The Broggers’ remodeling efforts have brought the openness most contemporary homeowners look for to a house built before indoor-outdoor living became an established California prerogative. Solidity once made Tudor homes desirable. In the 1930s and ‘40s, so many financial professionals chose the style that realtors called the homes “stockbroker Tudors.” But local chambers of commerce had been luring people from around the country to California with promises of an outdoor paradise. Houses with Spanish antecedents, with their courtyards and patios, were more suited to the informal way of life L.A. offered.

“The Tudor houses tended to be enclosed, not oriented to the outdoors as much as a number of other styles,” says Crosby Doe, of Mossler, Deasy & Doe. “By the 1930s they tended to be less popular than other styles, because they didn’t have an ideal relationship to the California garden. You close that solid oak front door of a Tudor house, and you’re in your castle.”

Advertisement

After World War II, Tudors were further eclipsed by modernist designs and ranch houses, and didn’t fit the ideal of a home for an average American family. An additional insult was lobbed when the style was badly bowdlerized in tracts of new homes where a style -- Mediterranean, Country English, Mafia Antebellum, etc. -- was applied to a basic floor plan much as icing is smeared on a cake. Nevertheless, Tudors enjoyed one more revival during the mansionization boom of the 1980s, a period generally considered L.A.’s architectural dark age. “The people building gigantic Tudor houses then didn’t understand the style or how to transform it,” says USC’s Timme. “They just built big, air-conditioned boxes.”
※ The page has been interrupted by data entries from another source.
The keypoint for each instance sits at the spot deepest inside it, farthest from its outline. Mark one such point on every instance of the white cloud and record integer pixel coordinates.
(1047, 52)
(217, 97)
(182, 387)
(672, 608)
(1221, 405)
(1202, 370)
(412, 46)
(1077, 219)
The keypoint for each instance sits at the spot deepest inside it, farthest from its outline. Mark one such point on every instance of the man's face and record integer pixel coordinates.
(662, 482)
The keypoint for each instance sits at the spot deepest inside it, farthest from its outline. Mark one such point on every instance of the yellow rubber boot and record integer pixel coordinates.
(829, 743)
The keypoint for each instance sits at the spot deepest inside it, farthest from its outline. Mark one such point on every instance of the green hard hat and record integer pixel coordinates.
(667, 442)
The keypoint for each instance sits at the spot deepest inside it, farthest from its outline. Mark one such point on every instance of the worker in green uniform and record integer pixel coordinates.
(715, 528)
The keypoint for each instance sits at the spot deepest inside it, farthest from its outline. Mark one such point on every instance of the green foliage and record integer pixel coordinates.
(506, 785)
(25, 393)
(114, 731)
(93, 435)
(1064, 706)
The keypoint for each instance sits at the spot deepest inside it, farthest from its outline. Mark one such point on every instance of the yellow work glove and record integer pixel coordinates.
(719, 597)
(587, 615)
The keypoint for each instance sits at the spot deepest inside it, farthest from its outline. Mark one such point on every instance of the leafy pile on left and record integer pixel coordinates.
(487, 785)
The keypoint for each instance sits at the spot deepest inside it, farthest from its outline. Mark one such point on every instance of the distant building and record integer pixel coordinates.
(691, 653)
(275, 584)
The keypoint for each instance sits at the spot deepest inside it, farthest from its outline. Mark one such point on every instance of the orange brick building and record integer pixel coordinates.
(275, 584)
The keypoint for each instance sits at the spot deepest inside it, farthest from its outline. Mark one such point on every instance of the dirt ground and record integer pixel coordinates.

Early in his career, Malibu-based architect James McGlothlin worked for tract home builders. “They did marketing surveys to understand what people most wanted to buy,” he says. “One thing they looked into was architectural styles. In the ‘80s, Tudor was always at the bottom of the list and Mediterranean or Spanish was number one.”

McGlothlin recently designed an UnTudor remodel in Brentwood, a redo of a late ‘40s structure of indeterminate style on which half-timbers had been planted. “The family who lived in the house since it was built hadn’t made any changes, and it looked very dated,” says Caryn Thompson, an interior designer who bought the property as an investment. McGlothlin’s plan calls for an addition nearly the size of the original home. When it’s completed, with stacked stone detailing, wooden shutters and a pitched portico over the front door, the house will look like a Craftsman. House hunters will never know that before it became an UnTudor, it was an almost, sort of, inspired by, Tudoresque home.